During the transition from stem cells to becoming a functional part of the immune system, cells must undergo a number of specialisation stages where they have the opportunity to decide between pathways leading to the various cell types found in the blood. It is also important that once they have chosen a specialisation, they remain committed to it.
Immune system B and T cells come from the same stem cell. Rudolf Grosschedl and his colleagues were able to prove as early as 1995 that the transcription factor EBF1 is active only in some of these cells and this induces their development into B cells. Until now, however, it was unclear whether EBF1 also played a part in constantly reminding the B cells of their identity.

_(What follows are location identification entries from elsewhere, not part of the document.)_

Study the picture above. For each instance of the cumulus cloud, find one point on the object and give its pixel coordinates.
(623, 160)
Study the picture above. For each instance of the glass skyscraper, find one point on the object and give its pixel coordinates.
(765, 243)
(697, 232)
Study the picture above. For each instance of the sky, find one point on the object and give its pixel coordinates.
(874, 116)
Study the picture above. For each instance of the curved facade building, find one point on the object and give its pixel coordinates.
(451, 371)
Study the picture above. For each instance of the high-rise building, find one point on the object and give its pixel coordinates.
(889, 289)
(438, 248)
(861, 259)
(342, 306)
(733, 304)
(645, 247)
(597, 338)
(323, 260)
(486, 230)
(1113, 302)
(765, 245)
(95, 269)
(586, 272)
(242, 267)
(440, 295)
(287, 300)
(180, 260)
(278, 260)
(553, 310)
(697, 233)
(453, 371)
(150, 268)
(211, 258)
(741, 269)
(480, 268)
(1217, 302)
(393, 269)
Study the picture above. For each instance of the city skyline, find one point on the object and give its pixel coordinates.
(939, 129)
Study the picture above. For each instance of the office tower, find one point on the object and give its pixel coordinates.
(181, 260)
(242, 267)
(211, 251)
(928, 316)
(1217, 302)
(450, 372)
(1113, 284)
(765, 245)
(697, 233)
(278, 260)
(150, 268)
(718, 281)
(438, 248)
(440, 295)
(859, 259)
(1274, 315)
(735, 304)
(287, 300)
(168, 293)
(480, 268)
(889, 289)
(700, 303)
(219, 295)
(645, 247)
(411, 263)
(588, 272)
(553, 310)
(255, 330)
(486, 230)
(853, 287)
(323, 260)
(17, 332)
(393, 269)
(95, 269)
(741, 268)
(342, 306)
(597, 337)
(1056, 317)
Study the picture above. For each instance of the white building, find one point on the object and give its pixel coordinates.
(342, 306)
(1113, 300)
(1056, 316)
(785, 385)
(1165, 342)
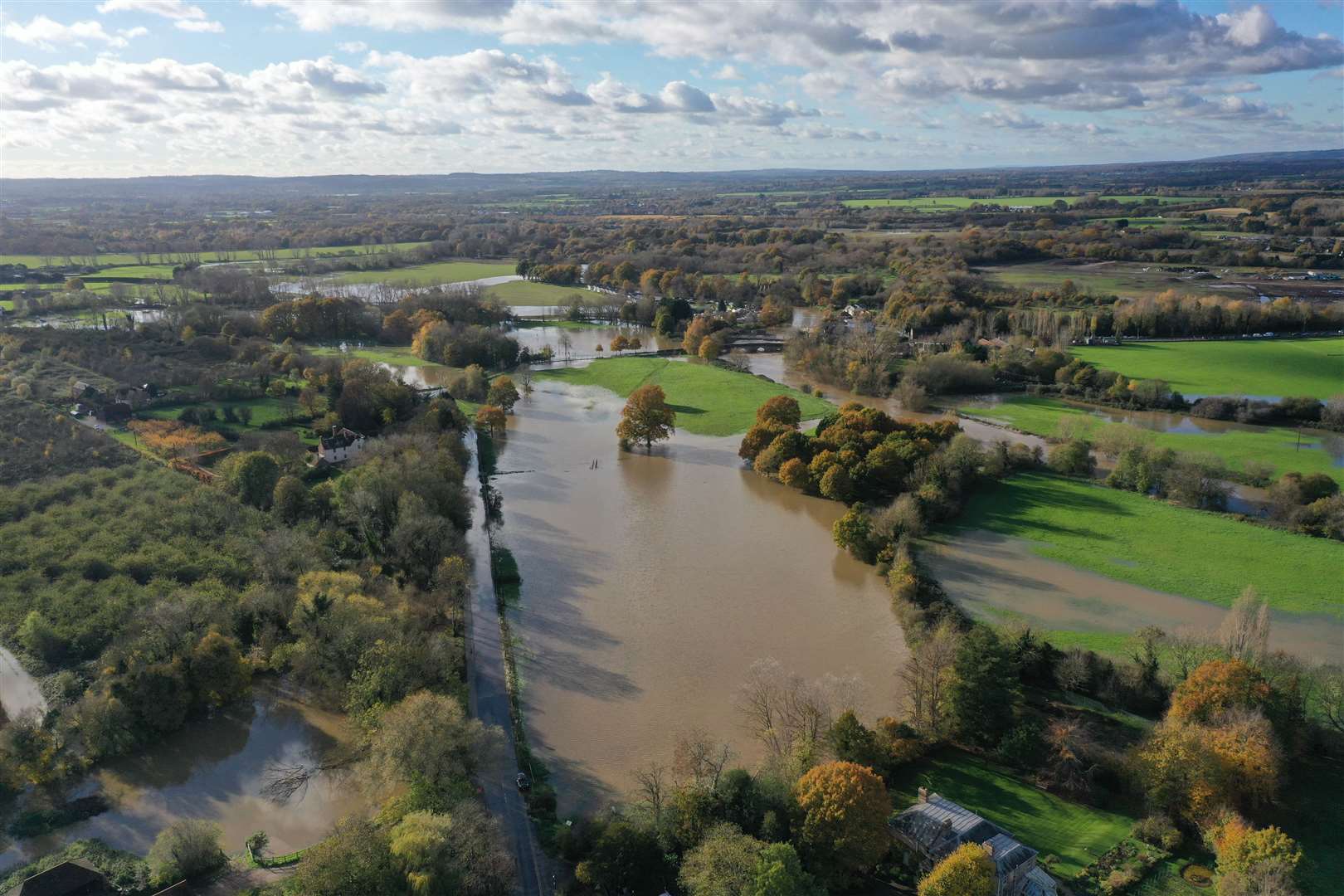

B cells usually die when EBF1 is switched off. In collaboration with researchers from the University of Freiburg, the Max Planck researchers collected mouse B cells at a late stage of their development and transferred them to mice lacking an immune system. They then switched off the EBF1 gene in the transplanted B cells. After three months, they checked whether immune cells were still present in the mice. “We thought that the chance of this transfer enabling the cells to remain alive was slim, so we were very pleased that it worked,” says Robert Nechanitzky, a doctoral student and first author of the study. The researchers did indeed find immune cells, but the B cells had forgotten their previous identity. In their place were T cells and natural killer cells, which normally would not be found in these animals.
To find out whether the T and natural killer cells actually had come from the transplanted B cells, the researchers looked for the specific genetic footprint of B cells. Unlike most other cells in the body, B cells change their DNA sequence during their development. To produce antibodies, they bring together several gene segments by cutting and joining their DNA to create a sequence able to code for a functional antibody. The researchers found precisely this typical genetic footprint of B cells in both T cells and natural killer cells. They concluded that after the transcription factor EBF1 had been switched off, the transplanted B cells had forgotten their specialisation and had turned into alternate cell types. Until now, it was only known that the absence of the transcription factor Pax5 had such an effect. “We believe that the two proteins regulate different aspects of cell type specification. EBF1 primarily represses genes that would initiate an alternative programme of development in the B cells, while Pax5 ensures that they no longer react to signals that would enable them to select a different specialisation,” says Grosschedl.
The Freiburg-based researchers now want to understand the exact molecular interactions in the cells and better define the network of factors involved. In the long term, they hope this knowledge will allow cells to be reprogrammed, for example in the case of a pathological loss of a cell type.